The collection, she said, represents the heritage and culture of StFX’s founders and helps preserve and promote the literature, folklore, history, language, and music of the Celtic peoples, specifically the Scottish Gael, and it houses some important Canadiana and Nova Scotia history resources.
Although the emphasis is on Scottish Gaelic, Cameron suggested all Celtic languages are represented including Irish, Manx, Welsh, Cornish, and Breton.
Cameron highlighted how library staff were able to assist musician Mary Beth Carty, after she reached out to the Celtic Collections when she wanted to enhance the authenticity of recording a particular song, and were able to track it down for her on Gael Stream, Struth nan Gàidheal, Cape Breton Gaelic Folklore Archive digital collection.

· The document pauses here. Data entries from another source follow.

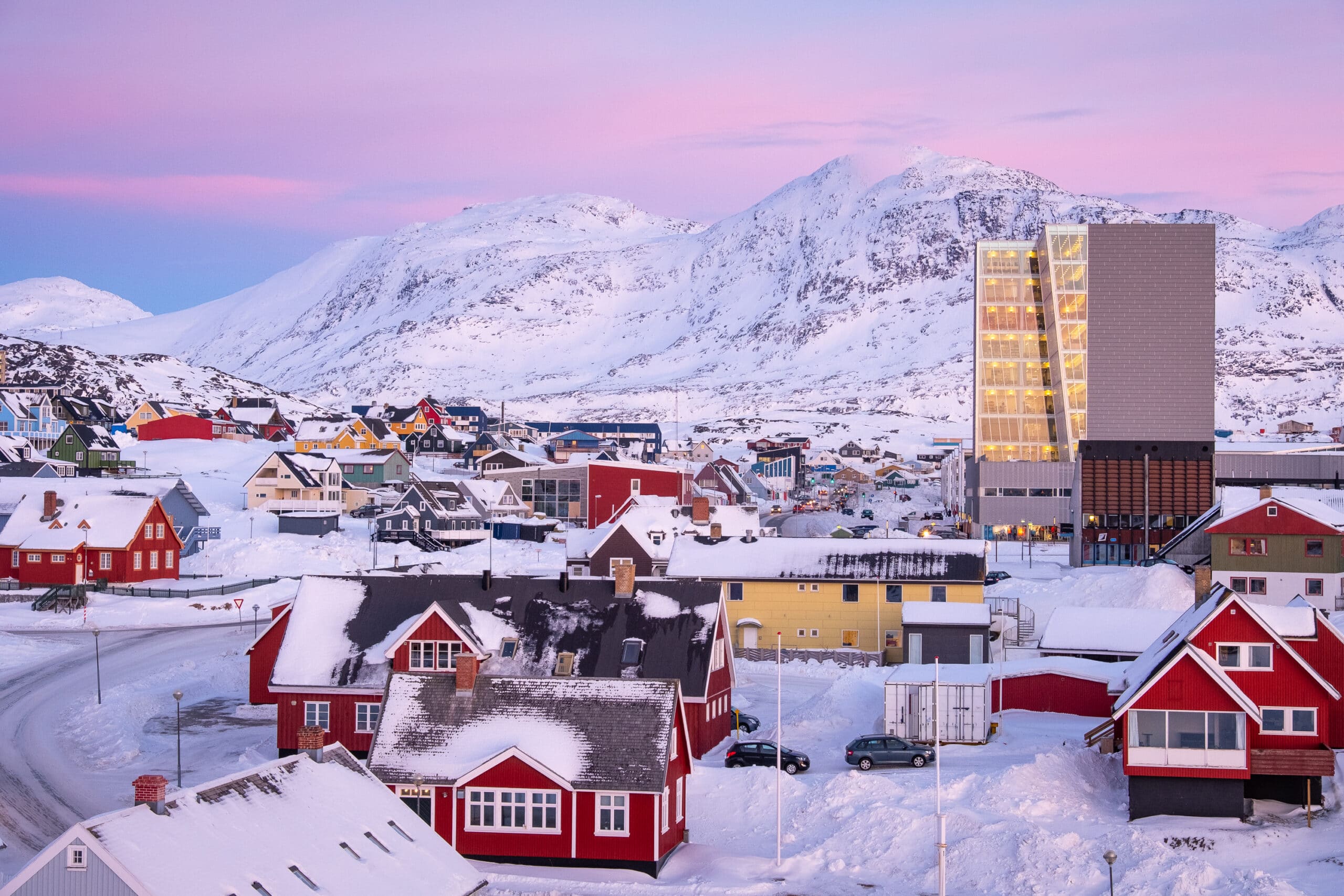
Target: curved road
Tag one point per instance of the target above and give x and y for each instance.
(42, 792)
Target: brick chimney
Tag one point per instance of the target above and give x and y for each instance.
(311, 741)
(1203, 582)
(468, 666)
(624, 575)
(699, 511)
(152, 790)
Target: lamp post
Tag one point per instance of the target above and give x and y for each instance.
(97, 664)
(176, 695)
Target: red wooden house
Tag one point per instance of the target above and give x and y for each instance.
(186, 426)
(1222, 708)
(553, 772)
(324, 659)
(61, 537)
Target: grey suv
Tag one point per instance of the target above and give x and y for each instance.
(877, 750)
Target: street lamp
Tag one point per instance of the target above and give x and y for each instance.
(97, 664)
(176, 695)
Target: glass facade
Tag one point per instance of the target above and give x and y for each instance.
(1015, 412)
(1062, 253)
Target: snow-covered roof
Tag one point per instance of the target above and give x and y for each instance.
(596, 734)
(342, 626)
(257, 827)
(956, 673)
(928, 613)
(1105, 629)
(776, 558)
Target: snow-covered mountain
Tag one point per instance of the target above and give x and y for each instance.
(836, 294)
(128, 379)
(47, 305)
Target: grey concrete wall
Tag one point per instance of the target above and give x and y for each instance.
(1151, 331)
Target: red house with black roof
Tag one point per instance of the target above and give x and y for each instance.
(327, 656)
(1225, 708)
(551, 772)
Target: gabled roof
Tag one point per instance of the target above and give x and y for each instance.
(93, 437)
(596, 734)
(777, 558)
(222, 836)
(342, 626)
(1319, 512)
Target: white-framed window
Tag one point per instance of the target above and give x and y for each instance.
(318, 714)
(435, 656)
(533, 812)
(612, 816)
(1288, 721)
(366, 715)
(1245, 656)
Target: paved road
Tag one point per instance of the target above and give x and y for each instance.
(42, 793)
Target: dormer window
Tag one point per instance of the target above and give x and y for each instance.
(632, 652)
(565, 666)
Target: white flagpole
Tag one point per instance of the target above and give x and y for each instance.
(937, 769)
(779, 746)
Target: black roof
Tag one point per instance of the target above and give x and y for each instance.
(618, 727)
(674, 618)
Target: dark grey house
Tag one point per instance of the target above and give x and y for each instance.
(954, 633)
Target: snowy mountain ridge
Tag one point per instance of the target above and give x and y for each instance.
(50, 305)
(836, 294)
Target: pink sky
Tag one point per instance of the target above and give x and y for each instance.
(353, 119)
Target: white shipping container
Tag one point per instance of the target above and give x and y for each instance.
(963, 704)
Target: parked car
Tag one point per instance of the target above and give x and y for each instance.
(1153, 562)
(885, 750)
(761, 753)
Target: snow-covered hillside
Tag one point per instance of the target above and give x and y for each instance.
(49, 305)
(130, 379)
(836, 294)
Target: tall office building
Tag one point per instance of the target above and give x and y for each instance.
(1095, 386)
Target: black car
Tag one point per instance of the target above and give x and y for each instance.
(745, 722)
(761, 753)
(881, 750)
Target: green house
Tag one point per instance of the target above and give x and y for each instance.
(90, 448)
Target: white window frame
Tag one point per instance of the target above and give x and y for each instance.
(435, 650)
(476, 798)
(319, 708)
(1244, 655)
(371, 712)
(612, 808)
(1288, 722)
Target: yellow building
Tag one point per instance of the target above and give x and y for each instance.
(830, 594)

Staff were also able to help scholar Effie Rankin in her research for her latest publication, “‘Bidh mi Cumha mu d’Dhéibhinn gu Bràth’[I Shall Grieve for You Forever]: Early Nova Scotian Gaelic Laments.”
The mandate for the collection is to support the students and faculty of the Celtic department by collecting, preserving, and providing access to scholarly materials in relevant, multi-disciplinary subject areas.
Local playwright Duncan MacDonald, who has authored productions such as Ships of 180, uses the Fr. Charles Brewer Celtic Collection. StFX Canada Research Chair in Digital Humanities Laura Estill has also approached the Celtic Collections in relation to a collaborative project for two new courses she is teaching on book histories.